The first course in the Chicanx Two-Course Sequence will be a First-Year Focus course that serves as an Introduction to Chicanx Literature as part of the Engaging the World: Leading the Conversation on Ethnic Studies. The course will offer students a preliminary introduction to canonical and non-canonical Chicanx literature and serve as the basis for an introductory class in the English department. The second class in the sequence is an upper-division course on “Brownness” that focuses on how the concept of brownness arose during the Chicano Movement and has been recently taken up as an alternative framework for understanding Latinx populations more broadly.

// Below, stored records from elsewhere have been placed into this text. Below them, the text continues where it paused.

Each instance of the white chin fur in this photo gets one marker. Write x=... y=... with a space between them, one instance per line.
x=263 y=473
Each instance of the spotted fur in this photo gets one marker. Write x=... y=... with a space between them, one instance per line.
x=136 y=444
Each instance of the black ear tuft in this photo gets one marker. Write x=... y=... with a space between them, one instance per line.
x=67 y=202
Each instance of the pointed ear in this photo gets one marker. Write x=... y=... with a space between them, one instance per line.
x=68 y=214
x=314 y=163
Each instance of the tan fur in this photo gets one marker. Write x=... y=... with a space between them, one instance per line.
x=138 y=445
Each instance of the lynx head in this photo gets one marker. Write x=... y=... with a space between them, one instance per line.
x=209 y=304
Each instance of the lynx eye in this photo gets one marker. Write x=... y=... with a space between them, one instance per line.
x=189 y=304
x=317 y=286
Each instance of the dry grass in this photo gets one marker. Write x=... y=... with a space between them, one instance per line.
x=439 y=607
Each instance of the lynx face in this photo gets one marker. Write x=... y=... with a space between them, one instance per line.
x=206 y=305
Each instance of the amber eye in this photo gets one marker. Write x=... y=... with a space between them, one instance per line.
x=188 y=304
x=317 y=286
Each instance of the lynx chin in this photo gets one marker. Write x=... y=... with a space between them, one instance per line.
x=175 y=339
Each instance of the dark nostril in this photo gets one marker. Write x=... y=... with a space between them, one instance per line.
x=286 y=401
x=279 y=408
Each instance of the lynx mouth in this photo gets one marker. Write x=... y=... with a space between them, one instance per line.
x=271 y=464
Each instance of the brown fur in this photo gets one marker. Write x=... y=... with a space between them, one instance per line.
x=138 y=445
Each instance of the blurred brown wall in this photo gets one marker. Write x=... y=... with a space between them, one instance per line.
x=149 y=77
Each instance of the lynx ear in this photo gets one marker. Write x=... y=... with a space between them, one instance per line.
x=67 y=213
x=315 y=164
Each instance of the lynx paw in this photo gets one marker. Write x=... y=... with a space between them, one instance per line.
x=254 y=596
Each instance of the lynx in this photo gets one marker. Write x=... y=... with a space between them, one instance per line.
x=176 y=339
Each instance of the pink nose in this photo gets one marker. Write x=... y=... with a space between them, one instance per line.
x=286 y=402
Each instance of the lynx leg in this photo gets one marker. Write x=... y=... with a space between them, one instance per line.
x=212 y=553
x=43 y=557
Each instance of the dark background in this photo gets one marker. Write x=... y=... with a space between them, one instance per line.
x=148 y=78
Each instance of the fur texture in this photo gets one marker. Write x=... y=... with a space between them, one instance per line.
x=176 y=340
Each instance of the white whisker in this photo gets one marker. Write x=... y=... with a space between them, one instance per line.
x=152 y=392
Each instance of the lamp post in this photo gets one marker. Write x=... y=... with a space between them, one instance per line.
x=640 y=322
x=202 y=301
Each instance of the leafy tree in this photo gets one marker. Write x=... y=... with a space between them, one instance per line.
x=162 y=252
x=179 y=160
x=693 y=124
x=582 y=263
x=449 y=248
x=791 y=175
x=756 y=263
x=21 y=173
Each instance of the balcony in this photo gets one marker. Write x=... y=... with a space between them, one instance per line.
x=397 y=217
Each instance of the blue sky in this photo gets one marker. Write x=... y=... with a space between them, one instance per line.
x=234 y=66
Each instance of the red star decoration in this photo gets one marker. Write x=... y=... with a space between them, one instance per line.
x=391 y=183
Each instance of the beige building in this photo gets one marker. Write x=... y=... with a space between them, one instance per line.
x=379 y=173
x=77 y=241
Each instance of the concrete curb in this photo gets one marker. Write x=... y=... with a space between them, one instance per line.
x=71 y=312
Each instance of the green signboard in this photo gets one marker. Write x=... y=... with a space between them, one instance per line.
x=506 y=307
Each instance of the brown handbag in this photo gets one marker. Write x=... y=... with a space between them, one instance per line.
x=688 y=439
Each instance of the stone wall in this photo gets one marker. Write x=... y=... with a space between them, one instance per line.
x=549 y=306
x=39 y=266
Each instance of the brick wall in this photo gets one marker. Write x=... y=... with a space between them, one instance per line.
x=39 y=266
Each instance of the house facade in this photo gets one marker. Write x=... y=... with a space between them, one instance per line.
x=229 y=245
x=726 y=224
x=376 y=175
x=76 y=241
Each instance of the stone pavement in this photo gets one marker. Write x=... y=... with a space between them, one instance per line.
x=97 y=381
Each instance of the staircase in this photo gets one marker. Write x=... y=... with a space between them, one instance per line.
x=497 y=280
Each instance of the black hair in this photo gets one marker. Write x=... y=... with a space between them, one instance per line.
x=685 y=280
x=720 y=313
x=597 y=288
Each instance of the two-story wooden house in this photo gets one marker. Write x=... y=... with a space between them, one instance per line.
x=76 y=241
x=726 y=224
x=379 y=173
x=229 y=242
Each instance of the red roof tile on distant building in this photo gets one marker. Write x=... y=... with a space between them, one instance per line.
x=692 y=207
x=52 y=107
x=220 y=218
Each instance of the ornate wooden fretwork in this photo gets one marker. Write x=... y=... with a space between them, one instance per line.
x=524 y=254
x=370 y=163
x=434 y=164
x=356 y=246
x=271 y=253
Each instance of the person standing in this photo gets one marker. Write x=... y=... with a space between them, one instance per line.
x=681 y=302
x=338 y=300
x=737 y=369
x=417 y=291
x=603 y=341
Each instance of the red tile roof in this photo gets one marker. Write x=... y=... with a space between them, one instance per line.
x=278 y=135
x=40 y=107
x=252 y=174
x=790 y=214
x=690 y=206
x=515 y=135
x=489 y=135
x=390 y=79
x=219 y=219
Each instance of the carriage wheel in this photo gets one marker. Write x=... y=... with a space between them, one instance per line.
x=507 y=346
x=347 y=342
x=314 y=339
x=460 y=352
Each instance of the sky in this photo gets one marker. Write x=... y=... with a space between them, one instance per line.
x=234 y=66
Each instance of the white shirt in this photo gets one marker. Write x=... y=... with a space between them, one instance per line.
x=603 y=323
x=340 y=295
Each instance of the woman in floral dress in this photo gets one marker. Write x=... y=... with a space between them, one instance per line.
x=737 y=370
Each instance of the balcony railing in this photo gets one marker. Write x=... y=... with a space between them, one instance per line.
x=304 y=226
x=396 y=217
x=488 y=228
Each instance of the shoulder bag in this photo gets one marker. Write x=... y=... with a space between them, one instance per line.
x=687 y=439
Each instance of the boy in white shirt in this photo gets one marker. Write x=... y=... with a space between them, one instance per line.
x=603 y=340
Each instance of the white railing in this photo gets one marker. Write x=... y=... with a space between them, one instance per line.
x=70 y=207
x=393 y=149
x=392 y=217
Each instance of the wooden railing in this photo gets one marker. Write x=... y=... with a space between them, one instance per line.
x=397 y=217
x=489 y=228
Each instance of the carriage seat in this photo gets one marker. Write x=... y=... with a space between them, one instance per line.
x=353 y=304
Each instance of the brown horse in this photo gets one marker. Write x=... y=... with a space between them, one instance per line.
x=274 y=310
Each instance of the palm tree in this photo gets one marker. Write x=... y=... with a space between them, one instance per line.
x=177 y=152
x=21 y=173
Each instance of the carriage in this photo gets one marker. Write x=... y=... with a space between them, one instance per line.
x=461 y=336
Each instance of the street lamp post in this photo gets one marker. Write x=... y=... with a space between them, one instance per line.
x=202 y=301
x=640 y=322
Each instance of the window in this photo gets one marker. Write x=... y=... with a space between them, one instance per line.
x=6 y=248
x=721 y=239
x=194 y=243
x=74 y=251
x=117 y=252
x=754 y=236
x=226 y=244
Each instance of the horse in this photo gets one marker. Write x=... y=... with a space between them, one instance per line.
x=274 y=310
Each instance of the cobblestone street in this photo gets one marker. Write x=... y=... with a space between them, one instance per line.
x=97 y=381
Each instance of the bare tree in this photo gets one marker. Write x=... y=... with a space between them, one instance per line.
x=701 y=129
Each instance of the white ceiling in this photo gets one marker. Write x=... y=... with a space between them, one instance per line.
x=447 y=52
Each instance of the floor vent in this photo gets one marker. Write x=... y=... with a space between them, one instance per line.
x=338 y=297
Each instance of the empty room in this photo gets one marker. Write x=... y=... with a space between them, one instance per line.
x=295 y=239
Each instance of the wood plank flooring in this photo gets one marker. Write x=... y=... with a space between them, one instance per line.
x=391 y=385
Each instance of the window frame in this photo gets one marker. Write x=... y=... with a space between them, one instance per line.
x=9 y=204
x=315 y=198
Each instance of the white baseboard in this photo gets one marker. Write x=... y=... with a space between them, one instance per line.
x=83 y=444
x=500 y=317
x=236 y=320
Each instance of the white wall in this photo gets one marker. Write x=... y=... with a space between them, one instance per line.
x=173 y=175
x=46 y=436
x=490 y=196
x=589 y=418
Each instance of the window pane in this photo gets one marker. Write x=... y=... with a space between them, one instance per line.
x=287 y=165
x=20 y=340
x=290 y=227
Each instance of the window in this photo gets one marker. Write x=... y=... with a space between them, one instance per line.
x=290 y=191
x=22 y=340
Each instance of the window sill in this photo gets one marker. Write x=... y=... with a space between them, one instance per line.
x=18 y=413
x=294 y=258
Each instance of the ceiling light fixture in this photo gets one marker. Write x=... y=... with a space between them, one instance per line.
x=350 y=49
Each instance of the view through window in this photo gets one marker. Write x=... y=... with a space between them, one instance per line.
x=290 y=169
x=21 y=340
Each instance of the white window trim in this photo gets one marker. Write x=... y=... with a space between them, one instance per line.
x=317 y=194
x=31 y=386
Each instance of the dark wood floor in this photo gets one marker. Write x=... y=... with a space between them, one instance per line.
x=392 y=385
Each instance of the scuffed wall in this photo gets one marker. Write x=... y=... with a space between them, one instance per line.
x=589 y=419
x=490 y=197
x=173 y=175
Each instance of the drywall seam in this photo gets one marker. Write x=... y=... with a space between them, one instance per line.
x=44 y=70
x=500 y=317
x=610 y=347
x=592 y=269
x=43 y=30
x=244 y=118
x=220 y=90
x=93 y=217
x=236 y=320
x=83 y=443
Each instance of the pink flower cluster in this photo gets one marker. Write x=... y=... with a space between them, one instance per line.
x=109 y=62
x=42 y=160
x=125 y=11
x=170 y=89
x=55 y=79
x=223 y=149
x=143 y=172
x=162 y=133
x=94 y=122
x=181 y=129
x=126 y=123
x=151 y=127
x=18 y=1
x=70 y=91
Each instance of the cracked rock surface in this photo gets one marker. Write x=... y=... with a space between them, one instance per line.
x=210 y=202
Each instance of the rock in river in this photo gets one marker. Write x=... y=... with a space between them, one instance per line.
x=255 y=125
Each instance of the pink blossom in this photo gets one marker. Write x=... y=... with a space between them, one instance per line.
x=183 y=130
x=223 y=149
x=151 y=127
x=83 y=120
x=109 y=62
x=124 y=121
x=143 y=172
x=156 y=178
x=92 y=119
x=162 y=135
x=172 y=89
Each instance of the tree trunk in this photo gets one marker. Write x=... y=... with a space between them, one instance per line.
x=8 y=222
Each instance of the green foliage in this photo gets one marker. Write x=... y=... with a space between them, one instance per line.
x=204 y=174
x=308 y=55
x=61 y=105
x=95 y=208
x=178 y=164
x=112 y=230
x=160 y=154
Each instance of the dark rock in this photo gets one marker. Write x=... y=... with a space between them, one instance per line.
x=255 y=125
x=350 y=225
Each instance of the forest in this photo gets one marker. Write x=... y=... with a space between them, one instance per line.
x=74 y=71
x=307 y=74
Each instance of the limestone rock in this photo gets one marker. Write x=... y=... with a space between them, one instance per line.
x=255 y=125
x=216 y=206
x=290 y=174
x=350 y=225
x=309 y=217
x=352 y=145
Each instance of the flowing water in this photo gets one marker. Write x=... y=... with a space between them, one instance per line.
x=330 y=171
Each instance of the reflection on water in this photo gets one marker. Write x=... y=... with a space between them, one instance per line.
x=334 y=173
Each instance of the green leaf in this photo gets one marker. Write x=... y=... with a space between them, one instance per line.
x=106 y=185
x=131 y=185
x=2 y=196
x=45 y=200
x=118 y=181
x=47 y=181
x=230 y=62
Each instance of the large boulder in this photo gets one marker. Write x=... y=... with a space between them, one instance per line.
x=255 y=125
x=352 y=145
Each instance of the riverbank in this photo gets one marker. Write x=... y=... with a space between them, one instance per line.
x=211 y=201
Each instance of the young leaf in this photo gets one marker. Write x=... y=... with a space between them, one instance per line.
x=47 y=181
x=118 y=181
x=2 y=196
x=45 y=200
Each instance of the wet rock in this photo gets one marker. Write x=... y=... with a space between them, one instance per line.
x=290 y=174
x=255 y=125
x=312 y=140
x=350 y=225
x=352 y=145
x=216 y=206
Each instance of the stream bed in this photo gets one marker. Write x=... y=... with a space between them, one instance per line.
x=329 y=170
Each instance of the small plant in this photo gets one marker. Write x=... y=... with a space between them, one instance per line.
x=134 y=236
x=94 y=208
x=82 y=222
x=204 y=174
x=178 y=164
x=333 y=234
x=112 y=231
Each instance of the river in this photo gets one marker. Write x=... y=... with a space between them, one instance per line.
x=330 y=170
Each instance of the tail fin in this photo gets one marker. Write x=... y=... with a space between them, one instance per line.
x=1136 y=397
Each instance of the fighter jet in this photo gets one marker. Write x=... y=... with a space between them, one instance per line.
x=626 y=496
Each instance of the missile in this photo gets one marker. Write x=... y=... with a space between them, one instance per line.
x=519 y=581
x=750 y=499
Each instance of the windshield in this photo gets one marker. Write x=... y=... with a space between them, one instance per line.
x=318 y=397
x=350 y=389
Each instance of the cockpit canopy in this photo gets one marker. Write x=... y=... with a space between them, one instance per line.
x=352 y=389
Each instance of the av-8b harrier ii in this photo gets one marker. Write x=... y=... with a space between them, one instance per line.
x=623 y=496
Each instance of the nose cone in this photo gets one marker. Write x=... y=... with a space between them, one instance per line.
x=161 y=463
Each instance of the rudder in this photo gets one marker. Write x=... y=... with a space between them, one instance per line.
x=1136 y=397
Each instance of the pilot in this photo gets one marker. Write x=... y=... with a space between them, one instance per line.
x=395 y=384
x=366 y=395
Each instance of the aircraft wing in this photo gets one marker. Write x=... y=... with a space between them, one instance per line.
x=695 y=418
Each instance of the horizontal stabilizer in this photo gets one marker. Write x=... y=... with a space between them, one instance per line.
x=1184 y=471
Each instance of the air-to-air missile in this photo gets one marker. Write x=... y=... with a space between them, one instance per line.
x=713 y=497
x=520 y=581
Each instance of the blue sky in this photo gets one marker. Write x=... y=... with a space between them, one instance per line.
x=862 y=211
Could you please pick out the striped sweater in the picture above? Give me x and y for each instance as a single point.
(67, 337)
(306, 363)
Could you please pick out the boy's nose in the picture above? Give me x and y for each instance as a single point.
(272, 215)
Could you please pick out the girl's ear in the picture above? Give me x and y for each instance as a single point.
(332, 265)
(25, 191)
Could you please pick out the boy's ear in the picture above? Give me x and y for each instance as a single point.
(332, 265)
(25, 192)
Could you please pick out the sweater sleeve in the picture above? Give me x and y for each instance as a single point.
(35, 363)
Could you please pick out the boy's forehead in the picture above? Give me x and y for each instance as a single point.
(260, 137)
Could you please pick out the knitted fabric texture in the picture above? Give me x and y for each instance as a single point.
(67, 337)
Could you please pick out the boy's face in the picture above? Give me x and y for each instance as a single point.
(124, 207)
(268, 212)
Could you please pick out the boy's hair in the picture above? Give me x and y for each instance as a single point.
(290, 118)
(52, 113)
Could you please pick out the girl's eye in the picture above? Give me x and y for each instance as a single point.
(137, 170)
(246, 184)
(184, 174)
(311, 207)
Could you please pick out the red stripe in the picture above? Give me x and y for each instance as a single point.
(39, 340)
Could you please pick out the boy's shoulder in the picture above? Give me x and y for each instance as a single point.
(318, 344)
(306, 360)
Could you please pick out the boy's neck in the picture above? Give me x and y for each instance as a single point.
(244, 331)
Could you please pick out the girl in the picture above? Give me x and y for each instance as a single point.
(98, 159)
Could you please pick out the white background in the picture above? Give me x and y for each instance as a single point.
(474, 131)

2022-23 Co-teaching Competition Award

Dr. Jan Osborn, Associate Professor, English, and Dr. Nam Lee, Associate Professor, Lawrence and Kristina Dodge College of Film and Media Arts
From Motherhood to motherhoods: Representations of Mothers in Contemporary Literature and Film

This course takes an interdisciplinary approach to the concept of Motherhood to explore the ways in which the conventional myth of motherhood is constructed and shaped through media representations in contemporary literature and film.  Motherhood is deemed one of the most ‘natural’ experiences for women across time and place; however, the texts and discussions in this course will unveil motherhood as a social and cultural construct that can be contested and negotiated. During the course, we will explore the notion of the “feminine” in relation to the myth of motherhood as well as the discourses surrounding women’s bodies, the politics of reproduction, and feminist debates on motherhood from a global perspective.

2022-23 On-Campus Conference Award

Dr. Julye Bidmead, Associate Professor, Religious Studies, and Dr. Stephanie Takaragawa, Associate Professor, Sociology
Motherhood to Motherhoods: Ideologies of “The Feminine”

Taking a multidisciplinary and global perspective, the Motherhood to Motherhoods conference aims to deconstruct the patriarchal mother as a biological and essential category and understand how motherhood is constructed and shaped through media representations in literature, film, and social institutions. The conference will consist of academic lectures and discussions, as well as workshops aimed at a general audience to create a community-based discussion about the role of women’s labor and health, gender identity issues, and the ideological construction of motherhood.